Templating

Templates are used in output and script in process definition.

Template engines

By default, pipen uses liquid template engine to render the output and script. You can also switch the template engine to jinja2 by specifying:

template = "jinja2"

in one of the configuration files, or in the Pipen constructor:

pipeline = Pipen(..., template="jinja2", ...)

or in the process definition

class MyProcess(Proc):
    ...
    template = "jinja2" # overwrite the global template engine

Besides specifying the name of a template engine, you can also specify a subclass pipen.template.Template as a template engine. This enables us to use our own template engine. You just have to wrap then use a subclass of pipen.template.Template. For example, if you want to use mako:

from mako.template import Template as MakoTemplate
from pipen.template import Template

class TemplateMako(Template):

    def __init__(self, source, **kwargs):
        super().__init__(source)
        self.engine = MakoTemplate(source, **kwargs)

    def _render(self, data):
        return self.engine.render(**data)

# Use it for a process
from pipen import Proc

class MyProcess(Proc):
    template = TemplateMako
    ... # other configurations

The template_opts configuration is used to pass to TemplateMako constructor. The values is passed by to the MakoTemplate constructor.

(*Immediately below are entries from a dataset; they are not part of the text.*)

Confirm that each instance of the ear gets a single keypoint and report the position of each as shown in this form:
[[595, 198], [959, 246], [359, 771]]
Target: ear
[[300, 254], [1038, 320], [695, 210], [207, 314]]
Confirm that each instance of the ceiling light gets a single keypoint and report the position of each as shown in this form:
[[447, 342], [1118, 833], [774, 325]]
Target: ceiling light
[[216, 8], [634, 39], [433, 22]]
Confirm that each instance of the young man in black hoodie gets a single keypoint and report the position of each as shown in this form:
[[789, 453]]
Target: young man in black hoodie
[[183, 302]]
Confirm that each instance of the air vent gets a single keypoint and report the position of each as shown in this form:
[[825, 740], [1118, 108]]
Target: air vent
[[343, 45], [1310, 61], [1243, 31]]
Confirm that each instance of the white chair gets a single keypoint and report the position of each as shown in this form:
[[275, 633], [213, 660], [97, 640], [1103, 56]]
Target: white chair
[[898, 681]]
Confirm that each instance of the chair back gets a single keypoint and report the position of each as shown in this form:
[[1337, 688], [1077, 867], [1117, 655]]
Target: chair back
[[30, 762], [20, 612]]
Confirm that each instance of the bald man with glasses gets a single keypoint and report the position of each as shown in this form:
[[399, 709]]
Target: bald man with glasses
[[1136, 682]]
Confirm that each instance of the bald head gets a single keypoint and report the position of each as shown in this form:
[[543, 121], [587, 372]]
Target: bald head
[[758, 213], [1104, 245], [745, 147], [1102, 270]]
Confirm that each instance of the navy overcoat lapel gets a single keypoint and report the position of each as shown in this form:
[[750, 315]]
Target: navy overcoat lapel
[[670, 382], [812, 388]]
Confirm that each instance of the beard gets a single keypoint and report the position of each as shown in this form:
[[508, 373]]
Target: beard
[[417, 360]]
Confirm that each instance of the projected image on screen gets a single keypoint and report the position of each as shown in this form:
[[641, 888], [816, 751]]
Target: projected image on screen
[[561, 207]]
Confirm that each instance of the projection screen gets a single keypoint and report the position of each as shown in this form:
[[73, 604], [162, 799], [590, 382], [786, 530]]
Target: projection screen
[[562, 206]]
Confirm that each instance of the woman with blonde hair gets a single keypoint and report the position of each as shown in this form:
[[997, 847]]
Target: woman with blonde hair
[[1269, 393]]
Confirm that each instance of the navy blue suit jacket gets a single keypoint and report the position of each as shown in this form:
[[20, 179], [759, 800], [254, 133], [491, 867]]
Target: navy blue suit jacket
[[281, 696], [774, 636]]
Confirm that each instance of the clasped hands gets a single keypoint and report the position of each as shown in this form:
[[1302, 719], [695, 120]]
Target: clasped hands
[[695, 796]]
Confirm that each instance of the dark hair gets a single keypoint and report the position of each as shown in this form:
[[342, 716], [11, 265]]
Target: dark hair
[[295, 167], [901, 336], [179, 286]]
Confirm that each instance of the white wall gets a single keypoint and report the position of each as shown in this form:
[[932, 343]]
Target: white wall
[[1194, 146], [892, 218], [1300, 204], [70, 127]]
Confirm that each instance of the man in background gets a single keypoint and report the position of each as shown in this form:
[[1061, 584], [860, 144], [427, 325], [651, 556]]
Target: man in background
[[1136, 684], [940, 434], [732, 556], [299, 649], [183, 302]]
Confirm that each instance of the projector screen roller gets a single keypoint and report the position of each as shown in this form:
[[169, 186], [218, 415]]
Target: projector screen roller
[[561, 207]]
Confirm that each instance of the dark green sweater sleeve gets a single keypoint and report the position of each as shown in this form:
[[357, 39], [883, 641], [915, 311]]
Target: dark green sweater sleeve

You can also register the template as a plugin of pipen:

In pyproject.toml:

[tool.poetry.plugins.pipen_tpl]
mako = "pipen_mako:pipen_mako"

Or in setup.py:

setup(
    ...,
    entry_points={"pipen_tpl": ["pipen_mako:pipen_mako"]},
)

Then in pipen_mako.py of your package:

def pipen_mako():
    # TemplateMako is defined as the above
    return TemplateMako

Rendering data

There are some data shared to render both output and script. However, there are some different. One of the obvious reasons is that, the script template can use the output data to render.

`output`

The data to render the output:

Name	Description
`job.index`	The index of the job, 0-based
`job.metadir`¹	The directory where job metadata is saved, typically `<pipeline-workdir>/<pipeline-name>/<proc-name>/<job.index>/`
`job.outdir`¹	*The output directory of the job: `<pipeline-workdir>/<pipeline-name>/<proc-name>/<job.index>/output`
`job.stdout_file`¹	The file that saves the stdout of the job
`job.stderr_file`¹	The file that saves the stderr of the job
`in`	The input data of the job. You can use `in.<input-key>`¹ to access the data for each input key
`proc`	The process object, used to access their properties, such as `proc.workdir`
`envs`	The `envs` of the process

*: If the process is an end process, it will be a symbolic link to <pipeline-outdir>/<process-name>/<job.index>. When the process has only a single job, the <job.index> is also omitted.

`script`

All the data used to render output can also be used to render script. Addtionally, the rendered output can also be used to render script. For example:

class MyProcess(Proc):
    input = "in"
    output = "outfile:file:{{in.in}}.txt"
    script = "echo {{in.in}} > {{out.outfile}}"
    ... # other configurations

With input data ["a"], the script is rendered as echo a > <job.outdir>/a.txt

¹ The paths are MountedPath objects, which represent paths of jobs and it is useful when a job is running in a remote system (a VM, a container, etc.), where we need to mount the paths into the remote system. It has an attribute spec to get the specified path. When there is no mountings, it is the same as the path itself.